Au Maroc, les femmes continuent de subir toutes sortes de violence dont les cas enregistrés ne cessent d’augmenter au point d’inquiéter.
“Pss, Pss… Manchoufoukch azzine ?”. La formule est usuelle chez les dragueurs impénitents de la rue marocaine. Mais bientôt, ils devront tourner sept fois leur langue dans leur bouche avant de proférer pareilles sérénades. Un projet de loi veut en effet pénaliser le harcèlement sexuel sur la voie publique, la “drague” pour le commun des mortels. Selon ses (futures) dispositions, toute personne ayant
prononcé des paroles obscènes à l’adresse d’une femme dans un lieu public risque une peine allant d’un mois à deux ans de prison, assortie d’une amende variant de 1200 à 2000 DH.
Et personne n’est à l’abri : du collègue de travail indélicat au passant dans la rue à la main baladeuse, en passant par le gardien de la paix à la libido hypertrophiée. Et pour ce dernier, la “facture” prévue est encore plus lourde… Ce dispositif anti-drague constitue l’un des points phares du projet de loi relatif à la lutte contre la violence faite aux femmes. Un projet de loi que défend aujourd’hui, bec et ongles, Nouzha Skalli, ministre du Développement social et de la famille, mais dont l’initiative revient à sa devancière au même fauteuil, Yasmina Baddou.
C’est en effet l’actuelle ministre de la Santé qui avait, au sein du précédent gouvernement, lancé une réflexion sur le sujet, impliquant différentes composantes de la société civile marocaine (notamment les associations féminines), en s’inspirant de l’expérience espagnole, l’une des plus concluantes en la matière. Il faut dire que la violence contre les femmes a connu ces dernières années une évolution plutôt alarmante. Si une récente étude, évoquée par Nouzha Skalli, a démontré que 80 % de la population masculine marocaine n’est pas violente, les un sur cinq restants, en manque de punching-ball, ont la fâcheuse tendance à se défouler sur la gent féminine. Et souvent, cela se termine par un drame. Il y a quelques semaines, un ingénieur de Rabat a assassiné sa femme et manqué de faire de même avec sa fille. Emue en apprenant le drame, Nouzha Skalli, nous a déclaré : “Ce genre d’actes doit cesser rapidement. La femme ne doit plus être agressée, ni dans la rue ni chez elle”.
Une loi dissuasive
Le nouveau projet de loi devrait bientôt emprunter le circuit législatif. Un texte qui, selon la mouture actuelle, devrait donner au juge toute latitude pour décider l’éloignement du mari violent du domicile conjugal pour y faire revenir l’épouse et les enfants. Il pourra aussi interdire à celui-ci de s’approcher ou d’essayer de prendre contact avec eux.

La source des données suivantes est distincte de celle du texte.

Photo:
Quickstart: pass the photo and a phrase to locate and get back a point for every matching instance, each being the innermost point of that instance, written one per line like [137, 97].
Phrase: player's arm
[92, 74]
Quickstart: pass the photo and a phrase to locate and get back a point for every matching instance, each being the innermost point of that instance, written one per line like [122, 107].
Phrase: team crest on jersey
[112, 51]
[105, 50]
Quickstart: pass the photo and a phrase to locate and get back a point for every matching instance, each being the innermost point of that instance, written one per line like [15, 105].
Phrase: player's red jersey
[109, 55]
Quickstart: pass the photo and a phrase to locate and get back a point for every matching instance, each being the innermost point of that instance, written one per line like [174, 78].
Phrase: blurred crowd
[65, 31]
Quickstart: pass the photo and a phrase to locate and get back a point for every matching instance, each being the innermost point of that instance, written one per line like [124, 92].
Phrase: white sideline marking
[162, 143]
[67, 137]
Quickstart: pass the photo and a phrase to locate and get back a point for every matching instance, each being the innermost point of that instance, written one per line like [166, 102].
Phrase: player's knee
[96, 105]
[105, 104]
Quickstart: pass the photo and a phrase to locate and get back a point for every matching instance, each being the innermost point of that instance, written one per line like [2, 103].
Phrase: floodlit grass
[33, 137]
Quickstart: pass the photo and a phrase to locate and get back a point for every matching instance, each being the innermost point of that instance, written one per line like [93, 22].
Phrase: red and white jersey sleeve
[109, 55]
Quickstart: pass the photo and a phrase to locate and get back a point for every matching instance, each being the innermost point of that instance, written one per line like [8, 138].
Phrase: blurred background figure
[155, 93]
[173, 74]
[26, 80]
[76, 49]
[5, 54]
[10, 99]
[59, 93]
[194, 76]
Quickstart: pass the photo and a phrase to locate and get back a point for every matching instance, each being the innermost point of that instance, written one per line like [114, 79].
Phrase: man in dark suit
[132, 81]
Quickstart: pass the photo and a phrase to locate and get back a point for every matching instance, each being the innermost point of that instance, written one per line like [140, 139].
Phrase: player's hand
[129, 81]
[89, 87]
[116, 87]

Ce projet de loi à l’étude, plutôt novateur, a pourtant fait des insatisfaits dans les rangs des féministes du royaume. Pour beaucoup, en l’absence de protections suffisantes, qui épargneraient autant de violences aux femmes, une loi à but uniquement punitif ne serait pas la solution idoine. Ainsi, Nezha Alaoui, présidente de l’Union de l’action féminine (UAF), aurait souhaité que “la loi ne soit pas seulement dissuasive et qu’elle intervienne dans un cadre plus général : de l’étude du phénomène à la protection de la femme et enfin la sanction”. Son de cloche similaire du côté de Fatima Maghnaoui, présidente du Centre d’écoute et secours destiné aux femmes violentées. “Il faudrait d’abord instaurer une culture d’égalité entre les sexes, de droits de l’homme et de citoyenneté. Et ce rôle incombe aux parents, aux professeurs, aux médias et à la société civile, argumente-t-elle. Il faut se pencher sur la prévention d’abord, et pas seulement la sanction”. Et de citer l’exemple espagnol, où, dès leur plus jeune âge, les citoyens sont initiés, à travers des émissions pédagogiques, des livres scolaires et les médias, à l’égalité entre les sexes et à la stigmatisation de la violence faite aux femmes.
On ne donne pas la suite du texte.